The Fall of the House of Usher is another operatic version, composed by Philip Glass in 1987 with a libretto by Arthur Yorinks, premiered at the American Repertory Theatre and the Kentucky Opera in 1988 and was revived at the Nashville Opera in 2009. The Long Beach Opera mounted a version of this work in February 2013 at the Warner Grand Theatre in San Pedro, Los Angeles.

The Fall of the House of Usher is an opera composed by Peter Hammill with a libretto by Chris Judge Smith released in 1991 on Some Bizzare Records; in 1999, Hammill revised his work and released it as The Fall of the House of Usher (Deconstructed & Rebuilt). This opera has never been performed live.

In 2002 Lance Tait wrote a one-act play, The Fall of the House of Usher, based on Poe's tale. Laura Grace Pattillo wrote in The Edgar Allan Poe Review (2006), "[Tait's] play follows Poe's original story quite closely, using a female Chorus figure to help further the tale as the 'Friend' (as Tait names the narrator) alternates between monologue and conversation with Usher."

In 2008, a musical adaptation ("Usher") won the Best Musical award at the New York International Fringe Festival.

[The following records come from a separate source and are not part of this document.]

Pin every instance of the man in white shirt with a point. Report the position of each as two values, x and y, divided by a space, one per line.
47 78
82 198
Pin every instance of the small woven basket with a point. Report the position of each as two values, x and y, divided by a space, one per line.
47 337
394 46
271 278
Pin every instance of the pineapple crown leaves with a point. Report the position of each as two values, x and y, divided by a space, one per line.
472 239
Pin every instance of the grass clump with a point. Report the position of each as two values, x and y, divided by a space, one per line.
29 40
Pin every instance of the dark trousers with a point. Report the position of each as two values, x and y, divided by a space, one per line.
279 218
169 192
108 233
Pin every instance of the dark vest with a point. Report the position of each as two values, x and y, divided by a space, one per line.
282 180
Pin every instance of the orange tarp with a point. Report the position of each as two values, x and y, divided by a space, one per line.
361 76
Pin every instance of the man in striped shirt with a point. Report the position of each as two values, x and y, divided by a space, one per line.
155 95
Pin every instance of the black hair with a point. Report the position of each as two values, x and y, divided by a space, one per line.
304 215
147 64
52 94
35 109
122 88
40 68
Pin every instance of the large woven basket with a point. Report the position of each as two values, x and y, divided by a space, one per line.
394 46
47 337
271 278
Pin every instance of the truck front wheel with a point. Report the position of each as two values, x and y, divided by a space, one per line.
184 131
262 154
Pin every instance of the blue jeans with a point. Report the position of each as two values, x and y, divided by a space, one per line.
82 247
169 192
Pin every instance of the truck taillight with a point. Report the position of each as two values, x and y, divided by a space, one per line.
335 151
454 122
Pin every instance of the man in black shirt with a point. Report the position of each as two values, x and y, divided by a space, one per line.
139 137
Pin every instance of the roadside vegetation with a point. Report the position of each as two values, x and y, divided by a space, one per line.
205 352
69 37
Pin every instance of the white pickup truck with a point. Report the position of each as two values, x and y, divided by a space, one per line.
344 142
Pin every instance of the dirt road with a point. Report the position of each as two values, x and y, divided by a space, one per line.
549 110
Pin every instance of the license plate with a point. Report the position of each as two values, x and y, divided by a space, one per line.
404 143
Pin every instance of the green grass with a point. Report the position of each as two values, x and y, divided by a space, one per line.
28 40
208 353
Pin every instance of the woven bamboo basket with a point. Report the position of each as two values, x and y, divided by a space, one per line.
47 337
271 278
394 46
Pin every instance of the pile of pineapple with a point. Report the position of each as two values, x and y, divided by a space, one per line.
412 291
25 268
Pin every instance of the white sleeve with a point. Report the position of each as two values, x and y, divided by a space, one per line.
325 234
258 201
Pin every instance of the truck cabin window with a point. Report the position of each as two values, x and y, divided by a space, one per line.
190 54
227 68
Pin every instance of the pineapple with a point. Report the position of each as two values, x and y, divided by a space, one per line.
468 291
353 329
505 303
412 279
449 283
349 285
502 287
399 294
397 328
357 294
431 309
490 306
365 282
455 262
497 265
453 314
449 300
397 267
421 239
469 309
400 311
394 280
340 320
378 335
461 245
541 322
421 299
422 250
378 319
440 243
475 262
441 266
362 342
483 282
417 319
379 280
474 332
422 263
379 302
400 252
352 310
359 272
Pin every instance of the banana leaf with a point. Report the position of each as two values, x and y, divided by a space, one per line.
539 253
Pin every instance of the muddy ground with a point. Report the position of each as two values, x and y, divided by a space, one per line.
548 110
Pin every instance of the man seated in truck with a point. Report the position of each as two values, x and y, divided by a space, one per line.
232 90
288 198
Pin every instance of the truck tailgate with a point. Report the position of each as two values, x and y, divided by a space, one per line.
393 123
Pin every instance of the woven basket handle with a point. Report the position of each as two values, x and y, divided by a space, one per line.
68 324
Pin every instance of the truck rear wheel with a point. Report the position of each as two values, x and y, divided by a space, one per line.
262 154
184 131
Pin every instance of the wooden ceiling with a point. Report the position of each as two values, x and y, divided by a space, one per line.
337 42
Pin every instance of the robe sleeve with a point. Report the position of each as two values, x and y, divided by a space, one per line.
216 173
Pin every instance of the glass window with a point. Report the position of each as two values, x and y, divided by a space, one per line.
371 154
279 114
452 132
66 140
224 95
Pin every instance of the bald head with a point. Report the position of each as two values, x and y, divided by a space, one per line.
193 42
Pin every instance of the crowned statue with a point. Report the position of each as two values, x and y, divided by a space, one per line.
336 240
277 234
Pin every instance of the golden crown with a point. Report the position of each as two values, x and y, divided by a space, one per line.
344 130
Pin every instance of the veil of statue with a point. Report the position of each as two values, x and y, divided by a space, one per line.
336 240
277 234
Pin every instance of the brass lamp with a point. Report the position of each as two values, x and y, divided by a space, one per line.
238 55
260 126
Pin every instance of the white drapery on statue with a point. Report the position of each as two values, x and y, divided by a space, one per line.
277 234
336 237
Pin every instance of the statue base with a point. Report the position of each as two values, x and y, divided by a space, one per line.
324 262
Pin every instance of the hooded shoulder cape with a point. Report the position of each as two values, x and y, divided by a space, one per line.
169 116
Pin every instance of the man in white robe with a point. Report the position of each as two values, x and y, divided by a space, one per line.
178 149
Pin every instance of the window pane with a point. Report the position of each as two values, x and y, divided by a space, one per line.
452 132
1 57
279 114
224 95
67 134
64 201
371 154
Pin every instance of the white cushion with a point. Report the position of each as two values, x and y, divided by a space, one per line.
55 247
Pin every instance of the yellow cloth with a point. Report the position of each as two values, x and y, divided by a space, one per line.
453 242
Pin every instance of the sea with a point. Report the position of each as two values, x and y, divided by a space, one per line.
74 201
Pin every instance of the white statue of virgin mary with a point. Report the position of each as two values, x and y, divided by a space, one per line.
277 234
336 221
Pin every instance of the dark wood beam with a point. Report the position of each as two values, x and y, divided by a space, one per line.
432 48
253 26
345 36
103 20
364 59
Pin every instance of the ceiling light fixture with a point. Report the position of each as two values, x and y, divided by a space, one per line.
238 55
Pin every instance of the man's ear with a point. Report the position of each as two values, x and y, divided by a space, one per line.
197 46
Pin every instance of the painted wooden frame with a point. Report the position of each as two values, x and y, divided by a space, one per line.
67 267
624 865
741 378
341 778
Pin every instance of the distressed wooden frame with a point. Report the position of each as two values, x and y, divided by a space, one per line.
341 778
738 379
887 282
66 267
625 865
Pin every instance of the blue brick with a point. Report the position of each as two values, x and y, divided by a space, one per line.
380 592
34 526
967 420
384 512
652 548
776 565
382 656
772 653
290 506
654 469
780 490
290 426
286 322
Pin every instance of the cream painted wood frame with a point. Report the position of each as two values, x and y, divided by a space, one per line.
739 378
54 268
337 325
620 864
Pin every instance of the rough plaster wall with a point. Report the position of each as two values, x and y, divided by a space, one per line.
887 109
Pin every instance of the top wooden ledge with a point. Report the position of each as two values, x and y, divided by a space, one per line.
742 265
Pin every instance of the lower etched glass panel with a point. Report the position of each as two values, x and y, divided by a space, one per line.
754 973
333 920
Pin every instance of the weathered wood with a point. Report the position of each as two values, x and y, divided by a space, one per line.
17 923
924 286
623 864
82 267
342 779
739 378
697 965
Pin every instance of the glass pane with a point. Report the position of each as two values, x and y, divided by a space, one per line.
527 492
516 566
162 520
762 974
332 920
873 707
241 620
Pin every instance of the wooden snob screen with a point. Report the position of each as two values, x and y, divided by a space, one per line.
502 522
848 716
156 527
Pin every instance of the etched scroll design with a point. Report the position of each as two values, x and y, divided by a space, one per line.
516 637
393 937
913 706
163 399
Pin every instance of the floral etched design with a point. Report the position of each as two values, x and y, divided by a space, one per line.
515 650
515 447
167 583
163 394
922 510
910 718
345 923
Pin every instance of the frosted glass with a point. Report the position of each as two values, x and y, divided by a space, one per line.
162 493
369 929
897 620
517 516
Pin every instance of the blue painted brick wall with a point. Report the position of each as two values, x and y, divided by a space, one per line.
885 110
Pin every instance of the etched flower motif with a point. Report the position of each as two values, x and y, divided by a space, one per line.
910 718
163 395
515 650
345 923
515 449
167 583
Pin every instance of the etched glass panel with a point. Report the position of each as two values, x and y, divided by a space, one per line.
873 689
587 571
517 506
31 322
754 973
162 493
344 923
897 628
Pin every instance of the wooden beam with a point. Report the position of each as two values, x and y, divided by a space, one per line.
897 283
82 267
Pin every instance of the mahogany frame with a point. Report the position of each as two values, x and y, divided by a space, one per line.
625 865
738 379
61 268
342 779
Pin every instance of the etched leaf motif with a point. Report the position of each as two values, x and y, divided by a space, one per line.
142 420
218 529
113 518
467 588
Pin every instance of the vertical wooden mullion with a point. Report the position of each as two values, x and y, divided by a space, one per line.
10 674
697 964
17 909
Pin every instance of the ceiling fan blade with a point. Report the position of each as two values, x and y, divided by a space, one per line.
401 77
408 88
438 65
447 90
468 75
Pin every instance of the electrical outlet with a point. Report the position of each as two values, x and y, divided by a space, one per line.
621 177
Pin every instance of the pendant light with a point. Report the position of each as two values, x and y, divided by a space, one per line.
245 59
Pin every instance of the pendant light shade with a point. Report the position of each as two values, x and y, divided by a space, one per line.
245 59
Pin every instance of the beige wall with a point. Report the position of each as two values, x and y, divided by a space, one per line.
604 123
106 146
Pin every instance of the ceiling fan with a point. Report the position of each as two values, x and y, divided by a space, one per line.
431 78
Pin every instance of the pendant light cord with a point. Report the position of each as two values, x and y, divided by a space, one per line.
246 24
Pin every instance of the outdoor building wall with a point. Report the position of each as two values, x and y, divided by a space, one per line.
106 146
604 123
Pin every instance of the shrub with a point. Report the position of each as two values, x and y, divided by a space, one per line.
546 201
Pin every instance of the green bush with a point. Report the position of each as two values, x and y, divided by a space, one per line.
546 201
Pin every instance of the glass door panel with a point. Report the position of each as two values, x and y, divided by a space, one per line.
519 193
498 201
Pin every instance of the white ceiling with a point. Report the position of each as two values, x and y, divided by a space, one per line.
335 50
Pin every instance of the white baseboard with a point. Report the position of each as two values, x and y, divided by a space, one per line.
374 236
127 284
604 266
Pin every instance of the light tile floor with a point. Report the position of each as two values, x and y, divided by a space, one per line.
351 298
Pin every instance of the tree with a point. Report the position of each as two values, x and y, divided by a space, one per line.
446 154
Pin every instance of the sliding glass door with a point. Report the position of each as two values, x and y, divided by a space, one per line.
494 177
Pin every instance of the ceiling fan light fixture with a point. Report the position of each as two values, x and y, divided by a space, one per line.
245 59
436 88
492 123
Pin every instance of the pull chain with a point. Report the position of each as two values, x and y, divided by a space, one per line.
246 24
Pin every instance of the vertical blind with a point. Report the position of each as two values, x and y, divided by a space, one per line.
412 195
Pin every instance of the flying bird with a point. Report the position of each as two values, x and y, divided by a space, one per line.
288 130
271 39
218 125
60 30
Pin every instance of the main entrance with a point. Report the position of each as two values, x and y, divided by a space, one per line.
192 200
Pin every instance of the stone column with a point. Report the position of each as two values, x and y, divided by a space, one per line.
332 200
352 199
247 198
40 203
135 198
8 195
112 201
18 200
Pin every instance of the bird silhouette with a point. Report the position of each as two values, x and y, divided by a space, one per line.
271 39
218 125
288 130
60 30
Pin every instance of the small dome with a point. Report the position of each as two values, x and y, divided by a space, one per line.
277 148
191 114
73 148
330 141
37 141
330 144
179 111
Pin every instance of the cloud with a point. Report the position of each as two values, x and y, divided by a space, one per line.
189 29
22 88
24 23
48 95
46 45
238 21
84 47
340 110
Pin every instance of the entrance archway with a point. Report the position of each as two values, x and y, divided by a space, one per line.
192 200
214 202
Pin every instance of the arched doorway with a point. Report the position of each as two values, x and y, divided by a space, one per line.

The 2014 musical Ghost Quartet, written by the eponymous quartet, adapts the story and other works.

=== In literature ===
The Martian Chronicles, a 1950 collection of stories by Ray Bradbury, contains a novella called "Usher II," a homage to Poe. Its main character, William Stendahl, builds a house based on the specifications from Poe's story to murder his enemies.

Usher's Passing, a 1984 novel by Robert R. McCammon, is a gothic fiction novel based on the "true" story of the Usher family. Poe makes an appearance in the flashback that starts the novel.

The 2022 novel What Moves the Dead by American writer T. Kingfisher is a retelling of "The Fall of the House of Usher".